My coding style is procedural rather than object oriented, I basically just a have a few huge "god" objects handling the overall program structure. All my gamestate stuff, like monsters, doors, items, FX, etc, are held in huge arrays of typedef structs, which I loop through to do various updates. So there's the raw data, and functions that operate on that data.
My structs just get data added as I see the need. I mostly don't worry about padding issues or the like, or even the size of the structs. Some of them, such as for the monsters, get really big. As an example, here's a struct used for Holograms, which are more or less like billboards.
Code: Select all
typedef struct
{
int Type ;
int OrientationType ;
Ogre::Quaternion Orientation ;
int LastUpdateFrame ;
double BirthTime ;
double DeathTime ;
float Red ;
float Green ;
float Blue ;
Ogre::Vector3 Corner[4] ;
Ogre::Vector3 Centre ;
Ogre::Vector3 Origin ;
float U0 ;
float V0 ;
float U1 ;
float V1 ;
int Zone ; // what zone the hologram is in
}
HOLOGRAM ;
I wasn't having any speed or performance problems with any of this, in fact is seems surprisingly zippy, but I wondered if I could improve it none-the-less by trying to be more cache friendly... despite the fact that I don't really know much about programming for cache friendliness. The L1 data cache on the computer in question was 32KB, with cache lines of 64 bytes.
I did the following. First, I split the Type, Zone and DeathTime data into three seperate new arrays.

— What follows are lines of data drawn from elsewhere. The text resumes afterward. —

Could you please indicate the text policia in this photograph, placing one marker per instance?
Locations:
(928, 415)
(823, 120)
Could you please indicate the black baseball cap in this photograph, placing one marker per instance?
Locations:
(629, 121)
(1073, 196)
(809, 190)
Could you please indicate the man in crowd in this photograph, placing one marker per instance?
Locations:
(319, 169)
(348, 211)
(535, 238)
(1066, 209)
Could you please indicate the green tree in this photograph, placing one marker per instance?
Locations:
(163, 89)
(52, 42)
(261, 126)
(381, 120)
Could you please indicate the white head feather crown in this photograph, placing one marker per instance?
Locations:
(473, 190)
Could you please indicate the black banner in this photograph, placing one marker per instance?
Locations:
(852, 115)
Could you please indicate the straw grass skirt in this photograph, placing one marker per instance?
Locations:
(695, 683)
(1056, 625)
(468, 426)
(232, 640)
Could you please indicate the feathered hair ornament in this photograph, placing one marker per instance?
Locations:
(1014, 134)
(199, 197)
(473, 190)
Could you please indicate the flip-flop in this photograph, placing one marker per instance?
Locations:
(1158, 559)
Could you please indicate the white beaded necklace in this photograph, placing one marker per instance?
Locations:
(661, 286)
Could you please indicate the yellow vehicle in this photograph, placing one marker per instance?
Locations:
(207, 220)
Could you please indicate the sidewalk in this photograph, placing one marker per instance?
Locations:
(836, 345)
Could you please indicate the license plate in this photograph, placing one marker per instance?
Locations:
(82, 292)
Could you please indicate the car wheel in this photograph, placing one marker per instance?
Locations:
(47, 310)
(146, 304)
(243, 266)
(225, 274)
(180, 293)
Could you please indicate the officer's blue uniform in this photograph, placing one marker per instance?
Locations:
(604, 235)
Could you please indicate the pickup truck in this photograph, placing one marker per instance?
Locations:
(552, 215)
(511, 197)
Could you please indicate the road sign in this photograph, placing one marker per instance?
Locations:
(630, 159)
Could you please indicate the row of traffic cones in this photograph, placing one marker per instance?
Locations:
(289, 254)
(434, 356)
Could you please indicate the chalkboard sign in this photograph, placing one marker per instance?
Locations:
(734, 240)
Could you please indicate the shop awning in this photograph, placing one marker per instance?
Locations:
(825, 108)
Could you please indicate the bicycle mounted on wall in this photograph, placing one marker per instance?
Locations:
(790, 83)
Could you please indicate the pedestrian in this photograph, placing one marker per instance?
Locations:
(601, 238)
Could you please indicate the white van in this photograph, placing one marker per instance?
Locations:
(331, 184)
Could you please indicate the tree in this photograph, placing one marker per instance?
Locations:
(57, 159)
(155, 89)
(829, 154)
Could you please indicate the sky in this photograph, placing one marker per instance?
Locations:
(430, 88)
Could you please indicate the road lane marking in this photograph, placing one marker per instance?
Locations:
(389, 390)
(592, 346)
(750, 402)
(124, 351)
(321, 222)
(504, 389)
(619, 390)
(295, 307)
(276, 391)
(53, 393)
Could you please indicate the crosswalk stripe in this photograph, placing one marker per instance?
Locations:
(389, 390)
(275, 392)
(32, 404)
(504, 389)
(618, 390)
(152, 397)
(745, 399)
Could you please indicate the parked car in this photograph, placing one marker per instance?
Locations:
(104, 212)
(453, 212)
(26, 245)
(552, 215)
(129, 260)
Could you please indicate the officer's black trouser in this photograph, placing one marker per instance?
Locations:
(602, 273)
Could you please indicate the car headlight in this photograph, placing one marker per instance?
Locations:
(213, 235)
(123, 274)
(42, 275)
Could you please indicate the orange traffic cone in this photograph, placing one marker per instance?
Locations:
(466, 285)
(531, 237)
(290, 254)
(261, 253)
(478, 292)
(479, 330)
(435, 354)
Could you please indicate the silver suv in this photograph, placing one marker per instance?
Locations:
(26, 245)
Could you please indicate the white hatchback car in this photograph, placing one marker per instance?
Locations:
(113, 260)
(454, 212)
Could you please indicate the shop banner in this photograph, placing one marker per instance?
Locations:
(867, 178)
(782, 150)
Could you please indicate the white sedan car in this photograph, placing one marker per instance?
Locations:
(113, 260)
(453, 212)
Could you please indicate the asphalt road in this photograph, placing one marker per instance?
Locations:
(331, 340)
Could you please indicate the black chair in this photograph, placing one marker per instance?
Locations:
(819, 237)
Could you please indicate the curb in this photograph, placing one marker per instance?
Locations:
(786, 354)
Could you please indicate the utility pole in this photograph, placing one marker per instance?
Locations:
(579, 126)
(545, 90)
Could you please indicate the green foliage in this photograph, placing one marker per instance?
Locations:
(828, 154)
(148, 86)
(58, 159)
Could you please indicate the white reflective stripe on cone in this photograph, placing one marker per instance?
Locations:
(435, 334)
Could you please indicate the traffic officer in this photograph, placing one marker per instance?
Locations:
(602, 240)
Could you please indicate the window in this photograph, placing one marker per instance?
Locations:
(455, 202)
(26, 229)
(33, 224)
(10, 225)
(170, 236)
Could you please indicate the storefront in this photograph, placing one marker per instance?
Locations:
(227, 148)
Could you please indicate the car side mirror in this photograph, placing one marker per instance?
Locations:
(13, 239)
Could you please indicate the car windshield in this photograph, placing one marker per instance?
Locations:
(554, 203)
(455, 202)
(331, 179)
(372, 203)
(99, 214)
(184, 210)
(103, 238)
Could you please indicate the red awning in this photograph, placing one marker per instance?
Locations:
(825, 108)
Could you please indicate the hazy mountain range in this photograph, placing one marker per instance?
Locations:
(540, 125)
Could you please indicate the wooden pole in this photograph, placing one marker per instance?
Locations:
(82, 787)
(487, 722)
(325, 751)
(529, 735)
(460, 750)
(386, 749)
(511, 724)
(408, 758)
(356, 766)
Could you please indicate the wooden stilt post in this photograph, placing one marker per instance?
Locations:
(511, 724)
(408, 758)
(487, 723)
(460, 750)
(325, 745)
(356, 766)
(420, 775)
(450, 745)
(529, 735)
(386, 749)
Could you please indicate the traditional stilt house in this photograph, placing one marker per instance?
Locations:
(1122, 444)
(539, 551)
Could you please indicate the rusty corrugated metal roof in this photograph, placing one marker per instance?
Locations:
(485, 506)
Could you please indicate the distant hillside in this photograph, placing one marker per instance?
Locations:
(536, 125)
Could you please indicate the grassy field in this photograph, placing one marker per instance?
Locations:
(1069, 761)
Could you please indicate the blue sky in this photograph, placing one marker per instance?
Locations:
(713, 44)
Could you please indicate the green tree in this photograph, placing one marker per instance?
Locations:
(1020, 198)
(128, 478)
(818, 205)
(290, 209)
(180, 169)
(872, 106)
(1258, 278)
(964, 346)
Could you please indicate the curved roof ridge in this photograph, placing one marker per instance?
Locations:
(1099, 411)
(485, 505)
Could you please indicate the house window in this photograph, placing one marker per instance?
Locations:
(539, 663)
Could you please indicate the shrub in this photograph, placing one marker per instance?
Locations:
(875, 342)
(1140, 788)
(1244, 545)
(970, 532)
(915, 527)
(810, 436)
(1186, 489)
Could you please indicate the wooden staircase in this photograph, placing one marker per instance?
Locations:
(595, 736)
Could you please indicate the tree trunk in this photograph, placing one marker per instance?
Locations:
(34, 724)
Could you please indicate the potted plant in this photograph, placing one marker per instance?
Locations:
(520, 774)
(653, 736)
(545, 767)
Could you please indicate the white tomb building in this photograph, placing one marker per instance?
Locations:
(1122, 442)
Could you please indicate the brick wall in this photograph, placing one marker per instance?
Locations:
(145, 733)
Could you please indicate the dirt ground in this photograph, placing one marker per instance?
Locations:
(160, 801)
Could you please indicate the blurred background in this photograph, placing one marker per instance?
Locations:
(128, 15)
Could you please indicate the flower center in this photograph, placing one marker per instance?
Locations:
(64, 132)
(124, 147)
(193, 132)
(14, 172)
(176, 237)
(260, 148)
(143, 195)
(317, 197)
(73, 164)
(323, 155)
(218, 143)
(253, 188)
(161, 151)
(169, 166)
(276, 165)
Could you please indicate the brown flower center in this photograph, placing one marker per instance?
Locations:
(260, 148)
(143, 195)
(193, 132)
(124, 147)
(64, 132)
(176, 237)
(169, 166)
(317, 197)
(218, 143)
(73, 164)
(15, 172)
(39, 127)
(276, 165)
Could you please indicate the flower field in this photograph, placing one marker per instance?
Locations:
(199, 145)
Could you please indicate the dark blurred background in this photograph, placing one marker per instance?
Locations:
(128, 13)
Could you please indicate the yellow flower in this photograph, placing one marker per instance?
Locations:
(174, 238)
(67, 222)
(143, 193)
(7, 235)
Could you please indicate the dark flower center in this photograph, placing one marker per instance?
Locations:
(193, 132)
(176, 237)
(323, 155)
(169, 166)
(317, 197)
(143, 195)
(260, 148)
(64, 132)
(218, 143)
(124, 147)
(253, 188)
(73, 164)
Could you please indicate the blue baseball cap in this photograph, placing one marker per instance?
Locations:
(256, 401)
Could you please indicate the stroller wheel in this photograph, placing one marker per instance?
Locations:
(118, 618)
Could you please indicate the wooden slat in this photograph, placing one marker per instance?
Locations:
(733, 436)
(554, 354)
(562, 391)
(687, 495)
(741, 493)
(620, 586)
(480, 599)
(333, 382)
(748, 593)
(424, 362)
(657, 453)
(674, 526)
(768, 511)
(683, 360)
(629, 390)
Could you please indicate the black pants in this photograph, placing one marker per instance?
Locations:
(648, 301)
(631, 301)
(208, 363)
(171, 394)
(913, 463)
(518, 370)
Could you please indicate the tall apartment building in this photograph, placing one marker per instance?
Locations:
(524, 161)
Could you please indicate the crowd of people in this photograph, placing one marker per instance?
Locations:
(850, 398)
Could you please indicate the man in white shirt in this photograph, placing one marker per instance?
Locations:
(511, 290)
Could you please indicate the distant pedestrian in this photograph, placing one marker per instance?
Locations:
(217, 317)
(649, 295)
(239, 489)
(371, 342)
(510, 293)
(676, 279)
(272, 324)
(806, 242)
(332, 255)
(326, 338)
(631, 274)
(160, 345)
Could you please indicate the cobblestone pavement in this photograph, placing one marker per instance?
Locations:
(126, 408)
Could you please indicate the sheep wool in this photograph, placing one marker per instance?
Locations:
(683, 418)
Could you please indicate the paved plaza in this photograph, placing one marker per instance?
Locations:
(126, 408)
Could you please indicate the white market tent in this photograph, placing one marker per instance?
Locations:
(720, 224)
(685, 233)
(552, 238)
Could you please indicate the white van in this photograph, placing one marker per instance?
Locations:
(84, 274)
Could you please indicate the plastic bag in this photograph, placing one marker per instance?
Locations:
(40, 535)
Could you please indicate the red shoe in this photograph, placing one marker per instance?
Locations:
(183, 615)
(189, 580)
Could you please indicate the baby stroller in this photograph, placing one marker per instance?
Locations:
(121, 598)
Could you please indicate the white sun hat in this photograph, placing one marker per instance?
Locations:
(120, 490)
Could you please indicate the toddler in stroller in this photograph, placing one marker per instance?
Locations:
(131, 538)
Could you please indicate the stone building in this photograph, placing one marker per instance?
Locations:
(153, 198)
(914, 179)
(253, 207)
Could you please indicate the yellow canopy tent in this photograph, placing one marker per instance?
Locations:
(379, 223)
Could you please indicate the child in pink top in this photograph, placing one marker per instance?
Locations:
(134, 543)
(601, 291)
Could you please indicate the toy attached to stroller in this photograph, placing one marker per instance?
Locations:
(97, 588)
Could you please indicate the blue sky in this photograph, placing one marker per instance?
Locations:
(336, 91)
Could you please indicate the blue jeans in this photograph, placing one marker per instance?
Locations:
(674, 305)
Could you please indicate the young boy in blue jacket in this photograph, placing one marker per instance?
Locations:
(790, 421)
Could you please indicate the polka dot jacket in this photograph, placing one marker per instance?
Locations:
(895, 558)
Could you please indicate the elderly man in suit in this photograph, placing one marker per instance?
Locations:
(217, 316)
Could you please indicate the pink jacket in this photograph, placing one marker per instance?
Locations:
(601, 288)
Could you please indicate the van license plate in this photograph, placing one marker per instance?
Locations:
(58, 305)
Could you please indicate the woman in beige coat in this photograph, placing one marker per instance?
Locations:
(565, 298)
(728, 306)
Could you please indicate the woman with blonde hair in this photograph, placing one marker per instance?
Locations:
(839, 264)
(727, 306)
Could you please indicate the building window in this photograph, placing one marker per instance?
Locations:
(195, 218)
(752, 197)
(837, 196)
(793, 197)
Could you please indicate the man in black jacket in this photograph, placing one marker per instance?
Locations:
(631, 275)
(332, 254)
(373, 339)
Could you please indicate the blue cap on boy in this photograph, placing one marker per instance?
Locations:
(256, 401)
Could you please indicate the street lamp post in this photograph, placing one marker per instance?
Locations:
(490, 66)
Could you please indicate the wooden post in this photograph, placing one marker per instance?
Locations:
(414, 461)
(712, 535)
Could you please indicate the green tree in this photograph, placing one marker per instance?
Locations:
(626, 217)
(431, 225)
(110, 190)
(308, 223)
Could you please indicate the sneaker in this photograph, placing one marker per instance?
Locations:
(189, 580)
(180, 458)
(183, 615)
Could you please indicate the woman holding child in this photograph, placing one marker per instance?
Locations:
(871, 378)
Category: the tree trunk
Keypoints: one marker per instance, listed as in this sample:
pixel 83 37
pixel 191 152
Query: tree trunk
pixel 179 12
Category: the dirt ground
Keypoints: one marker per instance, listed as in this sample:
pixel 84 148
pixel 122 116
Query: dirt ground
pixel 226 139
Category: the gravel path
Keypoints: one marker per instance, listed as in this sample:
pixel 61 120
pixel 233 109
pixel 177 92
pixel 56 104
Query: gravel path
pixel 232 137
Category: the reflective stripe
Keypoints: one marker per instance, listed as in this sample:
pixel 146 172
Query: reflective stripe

Then the remaining data, I modified and optimized until the remaining struct was under 64 bytes in size (tested with sizeof). My reasoning was as follows:
1. By putting the loop-tested data in seperate arrays, more of the tests would be loaded at once. For instance, by making Type a byte and putting it in it's own array, 64 Type values would be loaded into the cache at a time, allowing the loop to quickly skim though 64 sequential HOLOGRAM_TYPE_INACTIVE holograms without any cache misses. Similar for Zone and DeathTime (I changed their types to shorts).
2. By making the entire remaining struct under 64 bytes, whenever there was a hologram that wasn't INACTIVE that needed to be actively updated, the entire hologram would be loaded into a single cache line. All the data would be ready to go without needed to look beyond the cache. I made sure that the very first info looked at was the first element in the struct, so if that wasn't in the cache already the entire hologram would be loaded.
I then ran some timing tests. But what I found was that the performance had either had no change at all, or was a little worse. Considering it a failed experiment, I just went back to the simple, untidy, single struct I'd been using to begin with.
I wonder why it didn't work. My guess is that the compiler optimizer already worked out the best way to set up the loop and my restructuring interfered with the optimizations. Also, cutting down the stuct size to under 64 bytes meant several extra calculations had to be made when an active holograms was found, to reconstruct missing data.